Il giardino si sviluppa attorno a due abitazioni storiche nei pressi di corso Torino: una casa ottocentesca di proprietà dei genitori, datata 21 maggio 1871, acquistata negli anni ‘50 e una acquisita negli anni ’70 dalla famiglia Comotto, dove vivono attualmente. Un’oasi verde protetta dalle abitazioni circostanti, a pochi passi da corso Torino, viale dei Partigiani e dal parco Biberach.
Ad anticipare la storia del luogo la mamma Carla e la figlia Arianna a cui è stato intitolato il giardino, entrambe custodi di un patrimonio vegetale costruito negli anni con passione e attenzione alla biodiversità. Tra le piante più preziose spiccano due antichi "Pom Marcon", antica e pregiata varietà di mela autoctona del Monferrato Astigiano, che secondo gli agronomi avrebbero circa 150 anni e risalirebbero agli anni immediatamente successivi alla costruzione della casa ottocentesca. Nonostante il tempo continuano ancora oggi a produrre frutti.
Il giardino ospita anche un grande noce e un ciliegio di un’età intorno ai cinquant’anni, una magnolia grandiflora di oltre settant’anni, ortensie, peonie e soprattutto una straordinaria collezione di rose antiche. Sono circa un centinaio quelle presenti nel percorso visitabile, scelte non solo per la bellezza ma soprattutto per la storia e il ricordo che custodiscono.
«Le rose devono raccontare qualcosa, non possono solo essere esteticamente belle, altrimenti sono "soltanto" rose» spiega la proprietaria. Per questo tra le varietà coltivate compaiono esemplari rarissimi e ricchi di fascino storico: dalla Rosa cinese sanguinea del 1824 alla Banksiae lutea arrivata dalla Cina, passando per varietà francesi dell’Ottocento, rose botaniche e celebri ibridi inglesi di David Austin.
Durante il percorso è stata colta l’occasione per riflettere sugli effetti del cambiamento climatico sui giardini storici. Le estati sempre più calde e siccitose hanno reso indispensabile un sofisticato sistema di irrigazione sotterranea “goccia a goccia”, progettato dal marito della padrona di casa e alimentato da un vecchio pozzo della proprietà. Un intervento necessario per preservare un ecosistema delicato che viene curato senza l’utilizzo di concimi chimici o antiparassitari aggressivi.
Nel giardino trovano spazio anche ricci, coccinelle, lucciole e numerose specie di uccelli, simboli di una biodiversità che la famiglia cerca di proteggere ogni giorno con una gestione naturale e rispettosa dell’ambiente.

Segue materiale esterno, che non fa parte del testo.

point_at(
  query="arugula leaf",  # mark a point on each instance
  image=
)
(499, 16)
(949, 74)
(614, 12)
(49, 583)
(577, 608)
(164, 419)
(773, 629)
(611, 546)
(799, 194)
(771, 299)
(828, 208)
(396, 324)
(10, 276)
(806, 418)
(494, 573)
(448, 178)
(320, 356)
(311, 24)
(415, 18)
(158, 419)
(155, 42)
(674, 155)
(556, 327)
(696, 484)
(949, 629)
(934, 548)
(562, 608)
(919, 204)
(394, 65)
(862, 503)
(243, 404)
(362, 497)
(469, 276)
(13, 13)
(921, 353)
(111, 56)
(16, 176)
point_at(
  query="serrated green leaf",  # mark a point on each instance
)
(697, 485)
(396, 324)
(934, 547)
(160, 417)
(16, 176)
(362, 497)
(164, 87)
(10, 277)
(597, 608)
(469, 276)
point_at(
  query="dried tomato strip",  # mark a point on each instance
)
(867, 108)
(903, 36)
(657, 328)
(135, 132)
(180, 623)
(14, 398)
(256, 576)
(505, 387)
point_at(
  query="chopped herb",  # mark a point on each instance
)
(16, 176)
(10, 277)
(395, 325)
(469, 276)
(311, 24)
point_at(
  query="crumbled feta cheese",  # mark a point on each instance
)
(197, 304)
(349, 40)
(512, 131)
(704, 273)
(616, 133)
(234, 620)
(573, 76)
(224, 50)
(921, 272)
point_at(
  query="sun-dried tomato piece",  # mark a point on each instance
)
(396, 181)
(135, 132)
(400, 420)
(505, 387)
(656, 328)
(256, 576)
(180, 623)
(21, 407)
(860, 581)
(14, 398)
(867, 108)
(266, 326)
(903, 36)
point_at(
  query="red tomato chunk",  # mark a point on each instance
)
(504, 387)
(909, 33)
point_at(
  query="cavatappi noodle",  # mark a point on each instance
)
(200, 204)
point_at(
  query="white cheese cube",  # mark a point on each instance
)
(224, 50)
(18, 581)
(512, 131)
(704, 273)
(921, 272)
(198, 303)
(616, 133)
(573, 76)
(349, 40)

Le visite guidate sono partite all’ombra del grande noce, dove i volontari del FAI di Asti hanno accompagnato i partecipanti in un viaggio tra botanica, memoria familiare e storia delle rose in un luogo in cui il tempo sembra fermarsi. A chiudere la piacevole visita un aperitivo con i prodotti di D. Barbero Cioccolateria e Torroneria e del Consorzio del Moscato d’Asti.